I can flare my nostrils. Quite well actually. When something is super smelly, my nostrils get really big. It makes absolutely no sense. Kind of like those hamburger gummy candies. No sense.
I played in a slow pitch softball game last night. Third base. It was supposed to be 55 minutes long, but our game lasted about an hour and forty minutes because of extra innings. This says something about me: When it was the bottom of the 8th (the second extra inning we had to play) we were in the field, the other team up to bat and down by one point. I was standing there thinking, "Seriously, other team, just score right now and win. I can't take this any more." I wanted to lose, just to get away from the anxiety. People seem to love those close sporting matches; I hate them. I, rather, love watching the home team crush their opponent. And if the home team is getting crushed, well, then I leave or turn off the TV. So last night, as their big guns came up to bat I was fighting my will to win the game with my overwhelming desire to flee conflict. It's a rough life. (We won, by the way, by one point. 26-25.)
It's funny that I'm so openly adverse to competition now. Growing up, I thirsted for blood when it came to anything I could win. Sports, card games, scripture mastery chases in seminary. I would nearly hyperventilate before most of those things — I guess, looking back now, those could be called anxiety attacks — and if I lost it was not pretty. I was either crying or poised to rip off someone's limbs. But I kept doing it, kept competing, kept signing up for sports and organizing game days and learning all the tricks to beat Carly at scripture mastery. I guess the thrill of winning blocked out the misery of my losses. Or something.
I'm not sure I wasn't adverse to competition back then like I am now, but I pushed it out of my mind. I needed to prove myself — I think that's what it comes down to. There's something so incredibly satisfying about throwing a baseball and hearing guys say, usually quietly, they weren't expecting that. It felt pretty awesome to be (one of) the best at scripture mastery, even if I didn't win anything but bragging rights (but you better believe I bragged.) This proving myself mentality has been there my whole life, I suppose. Especially proving myself to men. I'm not a feminist — I personally think, meh, actually, I'll save my feminism speech for later — but I feel like it's harder to impress males, so doing so is a greater accomplishment.
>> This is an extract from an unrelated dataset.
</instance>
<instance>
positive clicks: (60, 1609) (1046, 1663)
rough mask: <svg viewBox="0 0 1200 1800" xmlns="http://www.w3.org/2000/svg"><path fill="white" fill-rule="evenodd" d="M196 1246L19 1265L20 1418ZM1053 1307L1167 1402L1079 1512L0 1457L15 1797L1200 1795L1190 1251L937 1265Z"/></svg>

This probably stems from my dad coaching me in sports and my older brothers being ... older brothers ("I get no respect at all!") I still do this, still try and prove myself, mostly in the way I talk and what I talk about. So if there's a conversation about something I'm not learned in, I stay quiet. But if there's something I can say that will give people pause, that sounds smart or witty, I'm gonna say it, and then silently soak up the satisfaction of proving my intelligence, my worth and value in contribution to a scenario.
Back to competition: I think the worst part of my natural competitiveness was how loud and obnoxious I got in the heat of things. I still do, which is why I avoid competition. I don't like who I become. There's no filter, no volume control, no tact or class. It's ... it's ugly. So when a friend of mine said the other day that he wishes he was more competitive, I thought, "No, I'm so glad you're not. You, my dear friend, are what I wish I could be."
One of the things I fear the most is losing one of my favorite socks to the abyss that is the laundromat dryer. This says a few things about me. 1) I have an unusual love for my favorite socks (I have other pairs of socks that I'd sacrifice to the laundry gods any day) 2) I fear and respect large appliances for their maniacal tendencies and 3) I have a very sheltered, easy life if this is a fear of mine. Please don't tell the starving kids in Africa. I feel guilty enough already.